Terrorismus, so scheint es, stärkt zwar die moralischen Gefühle, schwächt aber die Qualität der juristischen Arbeit. Zwei Beispiele: (1) In grotesker Verkennung der eigenen Kompetenzen etwa hatte die damalige Eidgenössische Bankenkommission (EBK) in ihrer Verordnung (!) zum Geldwäschereigesetz ohne jede gesetzliche Grundlage schon 2003 bestimmt, dass terroristische Organisationen als kriminelle Organisationen im Sinne von Art. 260ter StGB gelten sollten (Art. 1 GwV EBK; ebenso Art. 5 GwV EBK: «terroristische oder eine andere kriminelle Organisation»), doch kann das natürlich nicht als gesetzliche Grundlage zählen. (2) In einem jüngst erschienen Standardkommentar finden sich folgende Passagen: «Demnach hindert das Erfordernis der Geheimhaltung nicht daran, eine Organisation als kriminell zu qualifizieren, obschon sie bzw. ihre Mitglieder die Tatsache, dass die kriminelle Organisation existiert, offenbaren» (Pajarola/Oehen/Thommen, Art. 260ter N 303, in: Ackermann (Hrsg.), Kriminelles Vermögen, Kriminelle Organisation, Zürich 2018). Zwei Randnoten weiter (N 305) heisst es dann: «Eng verstanden würde das Tatbestandsmerkmal der Geheimhaltung solche Organisationen von der Anwendbarkeit von Art. 260ter StGB ausnehmen. Angesichts der unbestrittenen Gefährlichkeit auch dieser Organisationen wäre ein solches Ergebnis jedoch nicht mit der ratio legis vereinbar.» Anders ausgedrückt: Zulasten eines Täters darf man das Kriterium eng auslegen, zu seinen Gunsten hingegen nicht. Das erscheint als doch arg nonchalante Vorwegnahme der Streichung des Kriteriums de lege ferenda, die etwas später vorgeschlagen wird.

Interessant ist nun, wie der Gesetzgeber mit dem Problem umgeht: Die bisherige Norm (Art. 260ter StGB) soll als Abs. 1 bestehen bleiben und 65 weiterhin die «kriminelle Organisation» erfassen.

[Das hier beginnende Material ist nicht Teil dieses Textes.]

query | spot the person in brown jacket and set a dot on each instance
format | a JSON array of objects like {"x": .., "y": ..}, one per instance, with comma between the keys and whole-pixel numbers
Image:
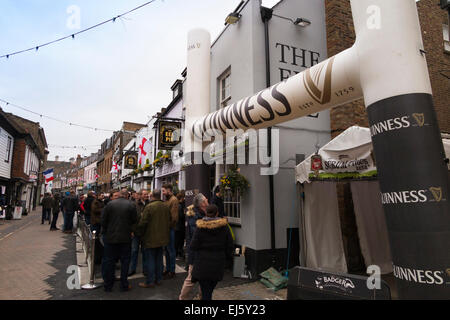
[
  {"x": 96, "y": 212},
  {"x": 172, "y": 203}
]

Neu soll ein Abs. 2 hinzukommen, der die terroristischen Vereinigungen erfasst. Trotzdem soll die Definition der kriminellen Organisation – da man ja schon dabei ist – erweitert werden, indem das Kriterium der Geheimhaltung, das eigentlicher Anlass der Schwierigkeiten war, gestrichen werden. Gestrichen werden soll also das seit seiner Einführung im Jahre 1994 bestehende Kriterium, obwohl die Argumente dagegen sich primär auf terroristische Vereinigungen beziehen, die ja neu separat und zusätzlich erfasst sein sollen.

Zuweilen sind Botschaften als nicht praktikabel bezeichnet worden. Wir schlagen deshalb vor, darauf zu verzichten.

Und wie lautet wohl die Begründung für diese Merkwürdigkeit? Nun ganz einfach. Es gibt keine. Nach ein paar wenigen Zeilen (um genau zu sein: 7 Zeilen) mit Bemerkungen zur Norm und zum Kriterium der Geheimhaltung wird ausgeführt: «Es ist indessen nicht zu bestreiten, dass dieses gesetzliche Erfordernis der Geheimhaltung in der Lehre und Praxis zuweilen als nicht praktikabel bezeichnet worden ist. Der Bundesrat schlägt daher vor, auf dieses im geltenden Recht statuierte und damit grundsätzlich zwingende Typisierungsmerkmal zu verzichten.» Ach so. Na dann! Jetzt wird das verständlich: Zuweilen (!) ist das Kriterium als unpraktisch bezeichnet worden (als Beleg dient genau eine Quelle), deshalb streichen wir es jetzt. Na, wenn das keine Handwerks- und Argumentationskunst ist, was denn?

Wenn der Bundesrat seine Vorschläge auf immerhin beinahe 100 Seiten schon nicht begründen will, warum verzichtet er dann nicht ehrlich auf eine Begründung, statt so zu tun, als gäbe er eine. Zuweilen sind Botschaften als nicht praktikabel bezeichnet worden. Wir schlagen deshalb vor, besser ganz darauf zu verzichten.